監督:フィリップ・カウフマン 出演:ダニエル・デイ=ルイス(トマシュ)、ジュリエット・ビノシュ(テレーザ)、レナ・オリン(サビーナ)、ステラン・スカルスガルド(エンジニア)、デレク・デ・リント(フランツ)、エルランド・ヨセフソン、パヴェル・ランドフスキー、ドナルド・モファット、ほか
映画「存在の耐えられない軽さ」ネタバレあらすじ結末と感想
映画「存在の耐えられない軽さ」のあらすじをネタバレ解説。予告動画、キャスト紹介、感想、レビューを掲載。ストーリーのラストまで簡単に解説します。
存在の耐えられない軽さの予告編 動画
映画「存在の耐えられない軽さ」解説
この解説記事には映画「存在の耐えられない軽さ」のネタバレが含まれます。あらすじを結末まで解説していますので映画鑑賞前の方は閲覧をご遠慮ください。
存在の耐えられない軽さのネタバレあらすじ:起
1960年代のチェコスロバキアのプラハでトマシュという優秀な脳外科医がいました。彼はサビーナという恋人がいましたが、プレイボーイで他にも交際したりしていました。ある日執刀のためプラハから出張で小さな村を訪れました。そこで出会ったテレサという女性はトマシュに恋に落ち、トマシュを追いプラハまでやってきました。トマシュもテレサの好意を受け止め同棲し結婚しました。
存在の耐えられない軽さのネタバレあらすじ:承
しかしトマシュのプレイボーイっぷりは変わらず、テレサは耐えられなくなり夫婦間に溝が生まれてきます。そして1968年ソ連によるチェコスロバキア侵攻がはじまりました。そのソ連軍の様子をテレサはカメラで夢中で撮影しました。二人はその後スイスのジュネーブに亡命しました。テレサは写真家になる決心をし、そのソ連軍の様子の写真をスイスの雑誌社に持ち込みましたが、他にも多くの人が撮っていたのでさして珍しがられることもなく、それよりもヌード写真を持ってこいと言われました。そのヌードモデルにトマシュの愛していたサビーナを選びました。しかしお互い憎むこともなくむしろ一体感が生まれていきました。
存在の耐えられない軽さのネタバレあらすじ:転
その後サビーナとトマシュがよりを戻し、しかしサビーナは大学教授のハンスと浮気をし、テレサも慣れていない浮気をしてみましたが結局は傷ついただけで二人のように強く生きられないことを責めました。「私にとって人生は重いものなのに、あなたにとっては軽い。私はその軽さには耐えられない」と書いた手紙をトマシュに残しテレサはプラハへと去りました。トマシュはそんなテレサの後を追いプラハへ行きましたが、その際にパスポートを取り上げられました。ハンスは妻と離婚しサビーナに結婚を申し込みサビーナも嬉しいと泣きましたが、いざサビーナの家に行ったらそこにはもう何もなく彼女は消えていました。
存在の耐えられない軽さの結末
しかしトマシュは以前ソ連を批判する記事を雑誌に投稿していました。それが見つかり自己批判書というものにサインを求められましたが拒否すると医師免許も剥奪されました。仕方なくその後はペンキ塗り屋として生きていくことになりました。そんな自分を曲げないトマシュにテレサは再び心を動かされ、結婚の際に立会人になった農夫の元に二人で行くことを提案しました。するとその農夫も歓迎してくれ、毎日農作業で仕事後はみんなでお酒飲んで語らうという日々が続きました。しかしある日、二人は交通事故に合い亡くなりました。その知らせはアメリカに移住していたサビーナの元にも届きました。サビーナは一人涙を流すことしかできませんでした。

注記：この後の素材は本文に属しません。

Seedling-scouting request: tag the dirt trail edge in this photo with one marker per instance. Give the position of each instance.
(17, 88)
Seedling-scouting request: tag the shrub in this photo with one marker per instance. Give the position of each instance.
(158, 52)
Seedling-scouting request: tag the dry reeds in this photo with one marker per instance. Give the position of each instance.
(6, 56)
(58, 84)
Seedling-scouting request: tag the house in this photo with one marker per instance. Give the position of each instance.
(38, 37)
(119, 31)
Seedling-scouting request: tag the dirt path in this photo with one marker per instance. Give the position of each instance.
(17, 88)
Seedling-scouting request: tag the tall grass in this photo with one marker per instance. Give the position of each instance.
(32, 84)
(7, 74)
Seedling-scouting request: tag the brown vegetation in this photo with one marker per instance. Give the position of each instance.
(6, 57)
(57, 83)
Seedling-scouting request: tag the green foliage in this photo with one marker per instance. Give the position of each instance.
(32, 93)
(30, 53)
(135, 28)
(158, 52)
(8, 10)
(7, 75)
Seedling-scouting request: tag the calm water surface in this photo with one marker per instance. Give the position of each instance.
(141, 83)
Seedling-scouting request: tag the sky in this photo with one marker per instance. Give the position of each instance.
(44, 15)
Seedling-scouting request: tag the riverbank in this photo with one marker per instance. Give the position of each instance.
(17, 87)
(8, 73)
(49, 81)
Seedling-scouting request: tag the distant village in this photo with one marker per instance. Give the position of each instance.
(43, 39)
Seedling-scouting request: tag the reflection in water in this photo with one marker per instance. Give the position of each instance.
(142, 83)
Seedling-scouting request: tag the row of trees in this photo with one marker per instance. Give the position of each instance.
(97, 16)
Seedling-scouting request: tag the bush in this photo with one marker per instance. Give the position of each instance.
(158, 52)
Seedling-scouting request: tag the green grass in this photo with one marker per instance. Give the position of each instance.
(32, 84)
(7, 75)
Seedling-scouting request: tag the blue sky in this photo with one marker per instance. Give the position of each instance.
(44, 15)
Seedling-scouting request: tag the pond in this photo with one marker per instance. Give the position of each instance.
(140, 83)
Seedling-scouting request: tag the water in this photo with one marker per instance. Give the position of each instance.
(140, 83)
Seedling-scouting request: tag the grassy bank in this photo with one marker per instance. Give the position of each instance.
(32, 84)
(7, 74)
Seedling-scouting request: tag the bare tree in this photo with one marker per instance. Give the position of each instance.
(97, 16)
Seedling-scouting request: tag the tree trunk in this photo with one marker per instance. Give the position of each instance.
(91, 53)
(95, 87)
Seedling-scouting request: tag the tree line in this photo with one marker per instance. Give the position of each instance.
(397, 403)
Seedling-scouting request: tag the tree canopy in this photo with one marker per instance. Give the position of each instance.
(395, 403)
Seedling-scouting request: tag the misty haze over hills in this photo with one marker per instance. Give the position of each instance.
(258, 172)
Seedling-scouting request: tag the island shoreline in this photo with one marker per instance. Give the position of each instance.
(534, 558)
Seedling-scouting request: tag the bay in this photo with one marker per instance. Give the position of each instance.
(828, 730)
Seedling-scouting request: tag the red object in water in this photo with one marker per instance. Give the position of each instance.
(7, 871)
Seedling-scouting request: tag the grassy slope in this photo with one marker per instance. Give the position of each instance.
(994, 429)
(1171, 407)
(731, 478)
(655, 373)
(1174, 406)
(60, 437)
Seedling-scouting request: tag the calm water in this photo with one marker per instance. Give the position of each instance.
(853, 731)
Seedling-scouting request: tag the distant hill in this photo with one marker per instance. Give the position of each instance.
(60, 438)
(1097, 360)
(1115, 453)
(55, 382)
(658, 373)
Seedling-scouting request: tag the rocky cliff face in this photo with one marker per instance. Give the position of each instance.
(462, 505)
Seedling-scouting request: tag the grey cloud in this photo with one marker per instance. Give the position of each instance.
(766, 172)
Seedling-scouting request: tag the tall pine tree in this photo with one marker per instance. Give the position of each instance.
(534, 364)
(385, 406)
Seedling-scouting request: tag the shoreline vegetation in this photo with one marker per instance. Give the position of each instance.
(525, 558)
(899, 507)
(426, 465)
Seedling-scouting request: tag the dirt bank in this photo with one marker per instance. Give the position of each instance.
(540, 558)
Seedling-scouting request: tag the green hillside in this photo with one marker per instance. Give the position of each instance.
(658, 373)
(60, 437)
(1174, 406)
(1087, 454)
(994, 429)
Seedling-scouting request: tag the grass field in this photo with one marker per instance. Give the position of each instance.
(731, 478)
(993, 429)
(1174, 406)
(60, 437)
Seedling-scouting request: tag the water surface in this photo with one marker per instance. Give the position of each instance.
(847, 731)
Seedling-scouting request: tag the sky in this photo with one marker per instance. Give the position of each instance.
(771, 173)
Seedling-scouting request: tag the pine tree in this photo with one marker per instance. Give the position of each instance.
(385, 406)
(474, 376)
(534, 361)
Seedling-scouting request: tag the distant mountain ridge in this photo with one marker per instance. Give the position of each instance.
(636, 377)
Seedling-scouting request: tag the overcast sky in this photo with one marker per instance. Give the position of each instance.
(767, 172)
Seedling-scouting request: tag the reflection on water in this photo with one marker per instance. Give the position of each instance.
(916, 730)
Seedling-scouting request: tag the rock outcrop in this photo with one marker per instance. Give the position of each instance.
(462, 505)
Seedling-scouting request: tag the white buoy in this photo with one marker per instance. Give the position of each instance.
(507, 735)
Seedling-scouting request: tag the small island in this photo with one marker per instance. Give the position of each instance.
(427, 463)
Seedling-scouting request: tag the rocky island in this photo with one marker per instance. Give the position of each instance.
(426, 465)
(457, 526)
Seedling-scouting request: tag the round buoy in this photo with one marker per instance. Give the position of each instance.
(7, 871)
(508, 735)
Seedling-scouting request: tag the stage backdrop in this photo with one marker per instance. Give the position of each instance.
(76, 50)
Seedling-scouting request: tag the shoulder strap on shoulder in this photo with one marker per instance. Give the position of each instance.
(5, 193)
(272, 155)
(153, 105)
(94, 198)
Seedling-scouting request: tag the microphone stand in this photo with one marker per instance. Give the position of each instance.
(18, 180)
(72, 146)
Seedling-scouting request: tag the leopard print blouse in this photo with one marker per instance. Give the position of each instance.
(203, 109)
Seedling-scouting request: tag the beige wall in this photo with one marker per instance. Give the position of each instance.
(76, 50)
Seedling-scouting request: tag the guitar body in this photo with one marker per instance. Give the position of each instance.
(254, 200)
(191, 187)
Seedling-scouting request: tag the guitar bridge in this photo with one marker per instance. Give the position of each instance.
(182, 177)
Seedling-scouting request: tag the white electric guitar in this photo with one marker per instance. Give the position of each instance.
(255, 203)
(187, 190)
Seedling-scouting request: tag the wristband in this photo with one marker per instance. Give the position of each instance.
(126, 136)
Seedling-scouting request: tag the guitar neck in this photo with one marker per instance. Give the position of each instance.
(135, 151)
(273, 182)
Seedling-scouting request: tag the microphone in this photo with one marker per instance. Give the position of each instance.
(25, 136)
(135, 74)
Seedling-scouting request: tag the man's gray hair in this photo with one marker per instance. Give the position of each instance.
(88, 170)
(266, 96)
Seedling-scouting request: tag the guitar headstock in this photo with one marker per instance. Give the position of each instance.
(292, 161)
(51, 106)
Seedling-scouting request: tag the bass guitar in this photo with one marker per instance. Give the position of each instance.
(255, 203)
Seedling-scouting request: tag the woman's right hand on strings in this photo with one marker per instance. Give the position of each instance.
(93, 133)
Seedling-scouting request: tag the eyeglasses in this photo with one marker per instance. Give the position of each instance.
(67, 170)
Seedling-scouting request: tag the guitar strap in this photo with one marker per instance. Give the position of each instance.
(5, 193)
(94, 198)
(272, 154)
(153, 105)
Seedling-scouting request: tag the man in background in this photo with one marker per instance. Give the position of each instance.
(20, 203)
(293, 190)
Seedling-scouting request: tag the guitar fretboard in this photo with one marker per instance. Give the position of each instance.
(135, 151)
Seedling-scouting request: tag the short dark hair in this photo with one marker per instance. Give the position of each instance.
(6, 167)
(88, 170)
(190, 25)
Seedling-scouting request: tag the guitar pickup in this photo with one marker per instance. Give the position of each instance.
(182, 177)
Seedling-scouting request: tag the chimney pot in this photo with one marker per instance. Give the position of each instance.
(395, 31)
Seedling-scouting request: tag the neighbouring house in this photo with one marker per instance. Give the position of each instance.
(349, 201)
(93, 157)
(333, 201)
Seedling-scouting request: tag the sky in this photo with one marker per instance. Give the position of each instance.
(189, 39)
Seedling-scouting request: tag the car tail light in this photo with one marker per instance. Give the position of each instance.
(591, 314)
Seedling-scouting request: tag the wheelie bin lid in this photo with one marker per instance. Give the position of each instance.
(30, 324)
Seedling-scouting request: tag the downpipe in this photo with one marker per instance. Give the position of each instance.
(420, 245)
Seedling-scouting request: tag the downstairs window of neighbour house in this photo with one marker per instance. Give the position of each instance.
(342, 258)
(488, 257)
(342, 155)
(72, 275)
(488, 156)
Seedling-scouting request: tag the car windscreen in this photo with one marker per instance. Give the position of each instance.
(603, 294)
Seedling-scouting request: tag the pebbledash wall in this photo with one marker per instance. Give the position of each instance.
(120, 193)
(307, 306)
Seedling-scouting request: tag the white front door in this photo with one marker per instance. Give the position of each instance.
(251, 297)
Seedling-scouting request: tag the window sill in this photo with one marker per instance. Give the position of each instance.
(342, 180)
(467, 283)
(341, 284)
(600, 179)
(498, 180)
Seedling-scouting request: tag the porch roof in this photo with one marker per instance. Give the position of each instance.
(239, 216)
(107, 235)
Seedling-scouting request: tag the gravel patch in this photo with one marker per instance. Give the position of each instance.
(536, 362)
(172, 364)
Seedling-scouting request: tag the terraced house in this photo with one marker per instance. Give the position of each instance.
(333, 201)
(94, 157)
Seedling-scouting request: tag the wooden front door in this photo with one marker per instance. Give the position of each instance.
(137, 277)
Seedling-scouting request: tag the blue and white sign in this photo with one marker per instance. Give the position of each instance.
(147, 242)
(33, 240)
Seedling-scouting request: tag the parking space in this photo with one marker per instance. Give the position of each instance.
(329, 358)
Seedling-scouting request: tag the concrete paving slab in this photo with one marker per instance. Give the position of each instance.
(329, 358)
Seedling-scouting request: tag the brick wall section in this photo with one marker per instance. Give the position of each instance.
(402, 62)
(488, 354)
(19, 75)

この映画の監督は『ライトスタッフ』のあのフィリップ・カウフマン。意外でした。監督の名前を見て初めて判断した映画ということもあって、意外過ぎました。エロスの要素が満載ですが、そっち系の内容に偏っていない、とても善い映画でした。『RS』と同様に史実と実写の組み合わせ技術に魅了されました。現実にあった「プラハの春」を暴力で抑えようとするソ連軍の蛮行にチェコ・スロバキアの国民が勇敢に立ち向かったシーンが見事に再現されています。基本的に市民の自由を認めようとしない共産主義の体制下では、どのように優れた資質の持ち主であっても「不要な人間」に分類されて、本来医師というエリート階層であっても容赦無い無慈悲な仕打ちが待ち受けているという、「現実の重さ」が目立っていました。タイトルは日本語では使いようにない表現でしたが、主人公である医師の生き方を評したもう一人のヒロインの言葉は確かに意味がありました。1968年。1989年と並び、世界の上で大きな転換点となった記念すべき年です。目を外に移すとこの他に五月革命やヴェトナム戦争の分水嶺となったテト攻勢、ニクソン当選、R・ケネディ及びキング暗殺、メキシコ五輪。内側では小笠原返還、学生運動の激化、明治100年、霞が関ビル竣工、『週刊少年ジャンプ』創刊、アニメ『巨人の星』放送開始、そして三億円事件。テレビの急速なカラー化もこの頃に始まりました。時代の表も裏も混在した先行きの読めない時代でしたね。米軍の施政下であった沖縄を除いて、平和ボケが既に深刻化していた日本に対して、海の外ではこのような動きがあったのです。まさに「激動の60年代」を代表する一年でした。主人公のカップルの最期があっけないことに物足りなさを感じましたが、無常である世の中の現実を上手く表現する手段でもありましたか。私に言えるのは前の世界大戦の前後に生まれた世代は、洋の東西を問わずにそれなりに主義主張を真剣に考えていた、という結論になるということですけどね。単純にして複雑な時代でした。